The French Review 61.6 (1988): 947-948.

CARROLL, DAVID. Paraesthetics: Foucault, Lyotard, Derrida. London: Methuen, 1987. Pp. 219.

[Reprinted with the permission of The French Review]

In this excellent analysis of the works of three key theorists associated with post-structuralism, David Carroll develops a dual approach. One thrust may be called 'counter-reactive.' i.e., a severe critique of those scholars either too hostile or now too fatigued to confront the theoretical challenges which have been raised through the debates of the structuralist/post-structuralist period. Carroll is unequivocal about the current dangers of such 'theoretical 'reactivity' ' which consists 'in general in the imposition of a way of reading (most often a way of not reading), a way of approaching problems, to the exclusion or devaluation of all others. In short, all reactivity perpetuates theoretical dogmatism' (xi). But the complementary thrust of Carroll's strategy, locating the 'paraesthetic' as that which is the most essential for comprehending the projects of the focal authors, is no less critical, from at least two perspectives. On the one hand, Carroll argues against those readers of Foucault, Lyotard and Derrida, however sophisticated, who would limit the import of their works to philosophical, historical and/or political positions. Says Carroll, "my goal is to understand how each of the critical philosophers I shall treat deals with the questions of art and literature and is led not to construct an aesthetics but to develop what I call 'paraesthetic' strategies' (22). Defining 'paraesthetics' early on as the role played by an approach to art and literature 'in the struggle of critical theory beyond the limitations of theory,' Carroll seeks to develop alternative critical strategies that confront and attempt to undermine and move beyondthe closure of theory in its systematic philosophical form' (3). But he explicitly rejects 'paraesthetics' conceived as constituting some new critical school or methodology of reading; rather, by studying the 'beyond' of aesthetics as elaborated by Foucault, Lyotard and Derrida, Carroll shows how 'their determination to keep art and literature unfinished, undecidable or undetermined--as 'unwork' rather than work--serves to confront both theory and art with their limitations and to transform and displace each in terms of the other' (187).

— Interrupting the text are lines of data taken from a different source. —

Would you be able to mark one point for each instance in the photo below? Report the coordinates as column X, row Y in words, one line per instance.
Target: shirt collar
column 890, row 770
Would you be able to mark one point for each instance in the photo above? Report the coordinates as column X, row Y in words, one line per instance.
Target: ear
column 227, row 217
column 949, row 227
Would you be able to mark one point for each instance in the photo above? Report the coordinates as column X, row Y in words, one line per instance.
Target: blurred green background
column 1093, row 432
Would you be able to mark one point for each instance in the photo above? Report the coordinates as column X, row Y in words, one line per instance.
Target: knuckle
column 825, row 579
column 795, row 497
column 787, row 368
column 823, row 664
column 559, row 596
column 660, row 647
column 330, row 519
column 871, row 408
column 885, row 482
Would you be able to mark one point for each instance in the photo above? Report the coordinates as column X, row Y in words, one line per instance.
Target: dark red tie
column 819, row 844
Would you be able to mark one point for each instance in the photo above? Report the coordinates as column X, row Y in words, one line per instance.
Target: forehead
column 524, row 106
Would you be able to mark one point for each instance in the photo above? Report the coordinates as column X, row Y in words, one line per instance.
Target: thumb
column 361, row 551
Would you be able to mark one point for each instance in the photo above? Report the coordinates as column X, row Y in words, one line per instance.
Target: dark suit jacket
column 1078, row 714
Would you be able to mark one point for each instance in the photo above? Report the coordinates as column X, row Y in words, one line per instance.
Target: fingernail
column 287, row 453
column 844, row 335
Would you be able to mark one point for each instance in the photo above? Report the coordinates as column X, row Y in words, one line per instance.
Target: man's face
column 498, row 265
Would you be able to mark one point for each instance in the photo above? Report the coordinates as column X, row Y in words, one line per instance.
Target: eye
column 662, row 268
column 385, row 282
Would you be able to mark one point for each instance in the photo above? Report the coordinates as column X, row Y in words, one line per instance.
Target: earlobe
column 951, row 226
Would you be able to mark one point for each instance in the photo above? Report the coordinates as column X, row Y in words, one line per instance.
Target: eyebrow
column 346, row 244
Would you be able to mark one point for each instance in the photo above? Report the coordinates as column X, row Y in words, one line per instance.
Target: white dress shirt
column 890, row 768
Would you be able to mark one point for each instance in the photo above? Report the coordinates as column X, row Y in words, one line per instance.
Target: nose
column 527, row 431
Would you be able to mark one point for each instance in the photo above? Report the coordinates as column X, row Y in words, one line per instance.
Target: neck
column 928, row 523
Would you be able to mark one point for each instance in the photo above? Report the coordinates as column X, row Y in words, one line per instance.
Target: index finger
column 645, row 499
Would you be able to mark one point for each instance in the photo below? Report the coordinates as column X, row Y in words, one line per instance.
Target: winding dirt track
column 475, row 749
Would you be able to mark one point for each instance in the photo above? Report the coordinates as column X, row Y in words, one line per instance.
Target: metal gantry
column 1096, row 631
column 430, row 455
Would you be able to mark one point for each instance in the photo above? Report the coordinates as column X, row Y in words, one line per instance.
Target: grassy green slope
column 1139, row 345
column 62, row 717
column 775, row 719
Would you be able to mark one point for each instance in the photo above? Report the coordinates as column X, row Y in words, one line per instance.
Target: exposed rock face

On the other hand, within the analyses of how each author relies on 'the critical powers of art and literature to combat the restrictions of philosophy, political theory, history, and even aesthetics and literary criticism' (21), Carroll emphasizes the limits and contradictions in the different phases of the individual projects. He first grounds his studies in a brief, but clear examination of aesthetic concepts in Nietzsche (in the opening chapter aptly entitled 'Beyond Theorism and Aestheticism'). Then, frequently referring to the metacritical corpus of these authors' works as a foil for his painstaking elaboration of the different 'paraesthetic' strategies, Carroll provides important insight to Foucault's fundamental 'Self-Reflexivity and Critical Theory' (chapter 3) and progressive development of focus on 'Disruptive Discourse and Critical Power' (chapter 5); to Derrida's questioning of literature via deconstruction (chapter 4) and elaboration of a 'Borderline Aesthetics' (chapter 6); and in particularly convincing analyses, to Lyotard's early strategy of 'Aesthetic Antagonisms' (chapter 2, highlighting Discours, figure and Economie libidinale) and his more recent enterprise of relating 'the Aesthetic and the Political' (chapter 7, focusing especially on Au juste and Le différend). Despite the manifest differences in these authors' works, Carroll argues that their relentless pursuit of the question of art 'leads, in each case (but in a different way), to the breaching of theoretical and aesthetic closure and the displacement of theory' (187). And for Carroll, these effects of rupture and displacement not only put into question the scholarly integrity of those who refuse to recognize the theoretical openings of the past thirty years, they also help illuminate and demystify the relationship between aesthetics/literature and philosophy, history and political theory and thereby facilitate the ongoing work of critical recognition and theoretical confrontation for those readers whose commitment to pedagogical demands and to their own research requires nothing less.